The man Americans would come to know for a frog and a felt menagerie once made something far darker. In 1969, Jim Henson wrote and directed "The Cube," a surreal television play about a man who cannot escape a featureless white room — a work being rediscovered today as a remarkably prescient piece of television, as The Verge recently argued.
A man, a room, no way out
"The Cube" aired on NBC's anthology series "Experiment in Television" and runs about an hour. Its premise is simple and unnerving: a man finds himself in a white, cube-shaped room with doors he cannot use to leave. A stream of strangers comes and goes, offering conversation, riddles and contradictions, while the man's grip on what is real steadily loosens. By the end, an apparent escape curdles into a final twist suggesting he was never free at all. Henson co-wrote it with Jerry Juhl, his longtime collaborator.
The other Jim Henson
The piece is a window onto a side of Henson that his later fame obscured. Through the 1960s he made experimental short films well outside children's entertainment; his 1965 short "Time Piece," a frantic, near-wordless montage, earned an Academy Award nomination. Henson, by various accounts, thought of himself first as a filmmaker, with puppetry an avenue that happened to make him famous. "The Cube" belongs to that earlier, stranger ambition — philosophical, anxious and aimed squarely at adults.
Why it feels like 'Black Mirror'
What makes the play resonate now is how directly its preoccupations anticipate later science fiction.
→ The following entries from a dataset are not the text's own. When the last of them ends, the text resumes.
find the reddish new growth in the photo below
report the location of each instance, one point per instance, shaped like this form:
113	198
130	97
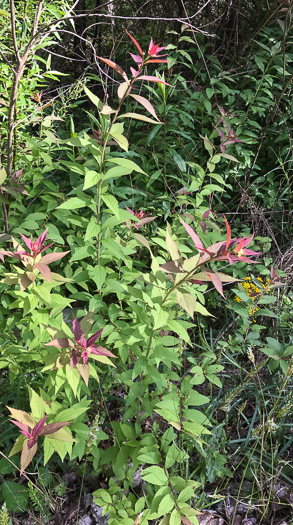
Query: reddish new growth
146	58
82	349
144	219
220	250
35	250
227	139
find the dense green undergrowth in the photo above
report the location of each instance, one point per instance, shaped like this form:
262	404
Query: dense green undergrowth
145	329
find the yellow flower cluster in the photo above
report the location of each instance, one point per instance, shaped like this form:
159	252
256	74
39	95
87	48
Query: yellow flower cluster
253	291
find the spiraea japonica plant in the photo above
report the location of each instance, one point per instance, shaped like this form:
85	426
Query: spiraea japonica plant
138	294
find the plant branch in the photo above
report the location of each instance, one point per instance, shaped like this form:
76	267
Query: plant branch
13	29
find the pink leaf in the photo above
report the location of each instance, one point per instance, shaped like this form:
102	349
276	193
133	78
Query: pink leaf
156	61
93	338
51	257
100	350
136	59
44	270
40	241
152	79
216	282
78	333
53	427
134	72
228	234
130	211
145	103
197	242
27	456
60	343
25	429
116	67
39	426
27	241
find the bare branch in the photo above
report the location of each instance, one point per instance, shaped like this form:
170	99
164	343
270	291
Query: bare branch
13	29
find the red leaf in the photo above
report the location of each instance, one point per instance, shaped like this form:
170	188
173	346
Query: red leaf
100	350
60	343
51	257
156	61
44	270
228	234
51	428
152	79
39	427
216	282
27	456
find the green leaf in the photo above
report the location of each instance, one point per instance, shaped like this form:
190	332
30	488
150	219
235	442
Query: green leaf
166	505
91	179
117	171
73	378
73	412
15	496
73	204
137	116
98	275
37	404
152	456
187	302
92	229
175	518
160	317
155	475
3	175
122	141
174	455
112	203
126	163
187	493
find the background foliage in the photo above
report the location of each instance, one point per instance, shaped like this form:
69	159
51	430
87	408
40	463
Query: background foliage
176	384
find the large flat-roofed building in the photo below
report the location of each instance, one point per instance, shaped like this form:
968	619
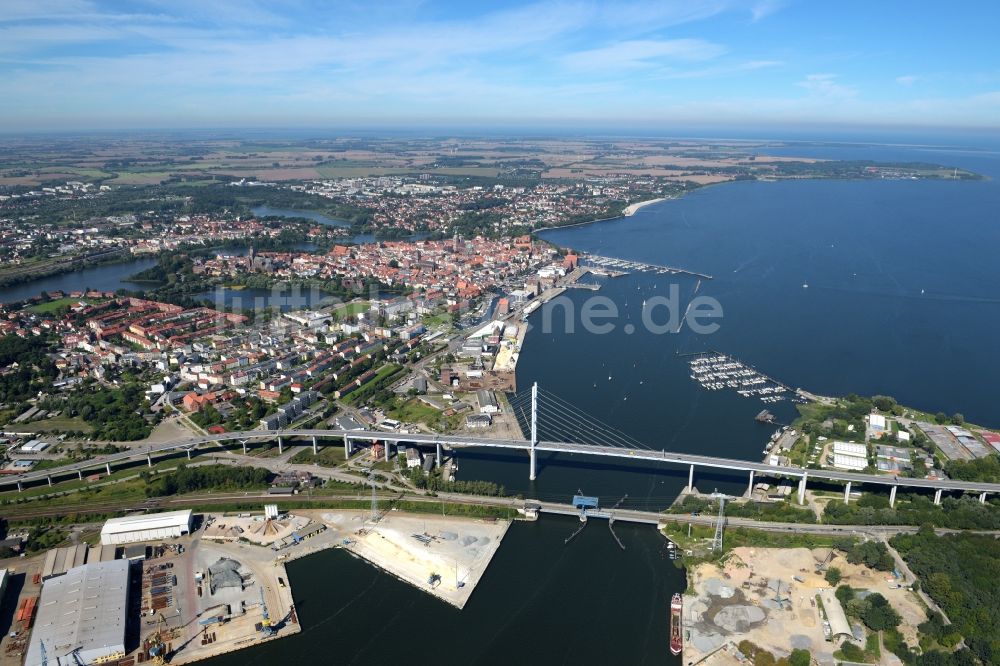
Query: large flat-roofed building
150	527
81	616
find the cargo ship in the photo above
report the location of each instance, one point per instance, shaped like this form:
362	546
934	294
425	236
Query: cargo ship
676	624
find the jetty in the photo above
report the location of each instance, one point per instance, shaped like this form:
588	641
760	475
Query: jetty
614	263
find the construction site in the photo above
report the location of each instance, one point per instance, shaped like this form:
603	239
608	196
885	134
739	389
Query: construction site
442	556
779	600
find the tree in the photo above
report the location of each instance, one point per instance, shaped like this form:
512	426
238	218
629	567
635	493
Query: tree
879	615
800	658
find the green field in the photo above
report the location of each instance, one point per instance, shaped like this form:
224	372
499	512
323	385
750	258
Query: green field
57	424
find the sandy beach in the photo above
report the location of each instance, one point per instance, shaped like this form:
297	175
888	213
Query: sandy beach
632	208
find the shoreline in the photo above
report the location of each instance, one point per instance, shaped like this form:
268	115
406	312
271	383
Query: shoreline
634	208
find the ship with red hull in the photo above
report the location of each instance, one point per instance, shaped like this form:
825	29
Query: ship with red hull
676	624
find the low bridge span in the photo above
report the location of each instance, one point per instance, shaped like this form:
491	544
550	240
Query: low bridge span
348	437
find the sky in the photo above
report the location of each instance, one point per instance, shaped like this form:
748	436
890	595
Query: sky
86	64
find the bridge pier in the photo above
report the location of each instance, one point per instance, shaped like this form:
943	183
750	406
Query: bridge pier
534	432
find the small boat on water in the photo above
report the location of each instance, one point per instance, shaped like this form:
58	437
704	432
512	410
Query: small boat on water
676	624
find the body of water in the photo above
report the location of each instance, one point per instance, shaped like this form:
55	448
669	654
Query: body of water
105	277
541	602
358	239
319	218
285	298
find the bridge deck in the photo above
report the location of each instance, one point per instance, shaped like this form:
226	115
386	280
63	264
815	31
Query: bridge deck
663	457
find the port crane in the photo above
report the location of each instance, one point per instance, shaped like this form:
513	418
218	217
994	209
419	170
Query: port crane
266	628
158	646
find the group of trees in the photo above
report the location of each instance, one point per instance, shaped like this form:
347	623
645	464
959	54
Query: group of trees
914	509
784	512
210	477
758	656
986	470
434	483
960	572
116	414
34	368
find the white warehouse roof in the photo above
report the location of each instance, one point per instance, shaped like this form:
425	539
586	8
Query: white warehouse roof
82	612
851	449
151	527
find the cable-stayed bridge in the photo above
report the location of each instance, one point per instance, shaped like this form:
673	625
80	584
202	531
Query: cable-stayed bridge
568	428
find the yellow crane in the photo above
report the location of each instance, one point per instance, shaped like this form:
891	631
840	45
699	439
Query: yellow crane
158	646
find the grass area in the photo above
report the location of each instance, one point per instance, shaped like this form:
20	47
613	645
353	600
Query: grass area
734	537
437	320
353	308
50	307
328	456
414	411
57	424
73	485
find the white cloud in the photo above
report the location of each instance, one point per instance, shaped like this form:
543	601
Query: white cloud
643	53
825	85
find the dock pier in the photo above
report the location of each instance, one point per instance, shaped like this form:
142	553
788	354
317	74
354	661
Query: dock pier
640	266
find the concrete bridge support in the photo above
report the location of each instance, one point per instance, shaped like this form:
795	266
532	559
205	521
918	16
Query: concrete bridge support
532	457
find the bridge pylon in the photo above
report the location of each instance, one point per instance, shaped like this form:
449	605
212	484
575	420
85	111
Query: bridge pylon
534	430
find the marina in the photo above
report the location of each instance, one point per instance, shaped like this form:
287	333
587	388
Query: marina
626	265
715	372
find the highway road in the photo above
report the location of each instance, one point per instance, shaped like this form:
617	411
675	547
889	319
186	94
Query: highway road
657	457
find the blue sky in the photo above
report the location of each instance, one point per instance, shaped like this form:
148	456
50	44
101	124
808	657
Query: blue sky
80	64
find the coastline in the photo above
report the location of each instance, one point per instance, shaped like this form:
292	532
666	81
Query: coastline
632	209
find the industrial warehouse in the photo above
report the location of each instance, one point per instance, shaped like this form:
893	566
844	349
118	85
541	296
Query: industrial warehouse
133	529
82	615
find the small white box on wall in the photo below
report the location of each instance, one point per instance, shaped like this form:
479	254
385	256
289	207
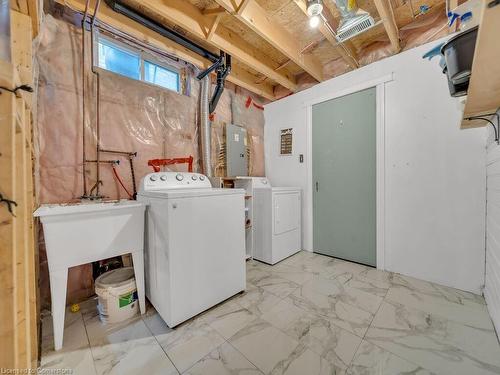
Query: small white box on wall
286	142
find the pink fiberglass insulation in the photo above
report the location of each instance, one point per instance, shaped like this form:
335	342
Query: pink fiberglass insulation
135	117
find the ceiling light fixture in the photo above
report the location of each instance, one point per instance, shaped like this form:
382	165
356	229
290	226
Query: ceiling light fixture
314	9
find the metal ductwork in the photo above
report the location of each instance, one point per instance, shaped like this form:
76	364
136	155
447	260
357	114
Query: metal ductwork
354	20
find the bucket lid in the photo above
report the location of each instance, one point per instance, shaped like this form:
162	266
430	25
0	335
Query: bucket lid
115	278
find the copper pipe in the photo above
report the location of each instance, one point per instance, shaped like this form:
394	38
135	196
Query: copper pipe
126	153
98	101
104	161
84	156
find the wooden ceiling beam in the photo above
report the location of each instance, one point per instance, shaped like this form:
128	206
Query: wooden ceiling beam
256	18
386	13
190	18
345	50
238	76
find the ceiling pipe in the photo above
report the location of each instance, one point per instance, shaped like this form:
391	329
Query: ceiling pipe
221	64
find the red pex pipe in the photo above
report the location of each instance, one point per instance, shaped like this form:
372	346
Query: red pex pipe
157	163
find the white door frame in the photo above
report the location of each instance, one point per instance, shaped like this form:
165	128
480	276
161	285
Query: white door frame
379	84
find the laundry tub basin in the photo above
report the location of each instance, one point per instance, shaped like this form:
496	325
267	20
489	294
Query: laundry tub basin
82	233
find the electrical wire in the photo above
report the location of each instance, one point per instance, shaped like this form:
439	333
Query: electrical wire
497	140
26	88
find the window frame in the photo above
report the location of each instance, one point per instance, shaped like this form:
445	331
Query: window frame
143	57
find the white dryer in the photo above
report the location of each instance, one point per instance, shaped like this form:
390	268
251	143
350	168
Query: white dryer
276	220
195	244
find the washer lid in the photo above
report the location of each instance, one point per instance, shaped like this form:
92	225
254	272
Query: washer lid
191	193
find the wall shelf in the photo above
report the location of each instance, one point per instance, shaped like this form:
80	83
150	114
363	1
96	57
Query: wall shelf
484	88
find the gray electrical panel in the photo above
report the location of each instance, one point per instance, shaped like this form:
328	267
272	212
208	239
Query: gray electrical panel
236	151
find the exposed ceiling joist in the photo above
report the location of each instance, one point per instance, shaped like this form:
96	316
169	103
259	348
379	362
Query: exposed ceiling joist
214	11
386	13
255	17
238	75
190	18
345	50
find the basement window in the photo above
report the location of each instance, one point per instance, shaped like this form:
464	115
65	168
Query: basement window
125	60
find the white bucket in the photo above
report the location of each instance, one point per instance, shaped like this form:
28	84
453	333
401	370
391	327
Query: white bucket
117	293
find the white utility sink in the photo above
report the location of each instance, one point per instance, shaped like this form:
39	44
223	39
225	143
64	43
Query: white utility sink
76	234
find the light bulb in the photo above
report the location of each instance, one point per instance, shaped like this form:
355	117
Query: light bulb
314	21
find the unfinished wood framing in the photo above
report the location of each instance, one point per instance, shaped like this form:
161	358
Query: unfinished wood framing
484	87
251	14
238	76
385	11
192	19
18	311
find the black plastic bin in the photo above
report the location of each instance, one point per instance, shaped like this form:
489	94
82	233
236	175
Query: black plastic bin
458	53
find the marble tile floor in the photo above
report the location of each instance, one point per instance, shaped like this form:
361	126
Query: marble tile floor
308	315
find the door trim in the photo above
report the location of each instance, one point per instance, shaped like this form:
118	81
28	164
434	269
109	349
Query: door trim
379	84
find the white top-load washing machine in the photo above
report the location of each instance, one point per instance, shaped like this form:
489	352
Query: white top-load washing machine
195	243
276	220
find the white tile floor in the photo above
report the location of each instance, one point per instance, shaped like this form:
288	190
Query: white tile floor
308	315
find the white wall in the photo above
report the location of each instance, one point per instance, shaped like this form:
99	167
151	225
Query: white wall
434	172
492	289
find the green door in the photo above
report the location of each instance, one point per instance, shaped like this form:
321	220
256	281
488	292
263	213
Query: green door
344	177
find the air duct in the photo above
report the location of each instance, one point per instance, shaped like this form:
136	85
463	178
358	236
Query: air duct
354	20
206	139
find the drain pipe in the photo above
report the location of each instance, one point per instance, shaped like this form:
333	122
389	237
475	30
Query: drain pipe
206	140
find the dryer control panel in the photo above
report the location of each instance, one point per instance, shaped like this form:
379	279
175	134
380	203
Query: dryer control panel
174	180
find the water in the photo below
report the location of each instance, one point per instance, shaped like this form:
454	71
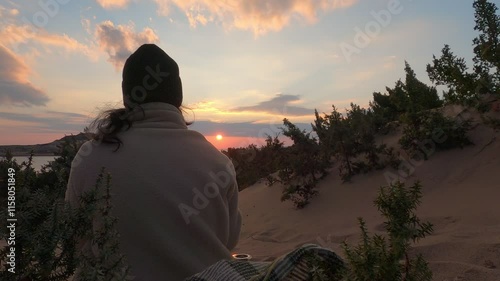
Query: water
38	161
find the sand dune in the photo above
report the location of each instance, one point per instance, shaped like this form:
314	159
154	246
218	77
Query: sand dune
461	190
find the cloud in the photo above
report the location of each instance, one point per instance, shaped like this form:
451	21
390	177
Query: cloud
113	4
241	129
13	35
281	104
15	88
258	16
121	40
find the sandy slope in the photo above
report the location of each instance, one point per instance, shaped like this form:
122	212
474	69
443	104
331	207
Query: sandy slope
461	198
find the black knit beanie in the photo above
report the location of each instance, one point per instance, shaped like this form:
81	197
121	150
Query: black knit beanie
150	75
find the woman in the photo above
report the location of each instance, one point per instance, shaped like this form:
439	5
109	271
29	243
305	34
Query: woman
174	194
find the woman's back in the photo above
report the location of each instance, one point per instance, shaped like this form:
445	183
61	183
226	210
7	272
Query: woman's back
174	194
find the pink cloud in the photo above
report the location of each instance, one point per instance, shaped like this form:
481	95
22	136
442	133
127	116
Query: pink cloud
21	34
113	4
121	40
15	88
258	16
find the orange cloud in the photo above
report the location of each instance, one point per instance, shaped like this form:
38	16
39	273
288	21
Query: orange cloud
113	4
15	88
14	34
121	40
258	16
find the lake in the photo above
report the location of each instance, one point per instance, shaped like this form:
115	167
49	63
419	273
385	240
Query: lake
38	161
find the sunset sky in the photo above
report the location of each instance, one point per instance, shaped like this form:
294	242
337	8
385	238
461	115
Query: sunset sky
245	65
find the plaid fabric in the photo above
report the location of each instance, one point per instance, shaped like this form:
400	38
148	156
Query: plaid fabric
299	265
Its themes — a constructed reality, the impossibility of telling truth from illusion, the dread of being manipulated by unseen forces — are the bread and butter of "Black Mirror," "The Matrix" and a generation of paranoid, reality-bending storytelling. To encounter such ideas on American network television in 1969, years before they became a genre, is genuinely surprising.
Out of the archive
For decades, "The Cube" was easy to miss. It was broadcast only a couple of times around 1969–71 before slipping into obscurity, overshadowed by the Muppet empire that followed. Its reemergence — through archives and renewed critical attention — restores a small but striking chapter of television history: proof that the medium's appetite for the experimental and the unsettling runs deeper, and further back, than we often remember. For viewers raised on contemporary dystopias, Henson's white room is an oddly familiar place to find oneself.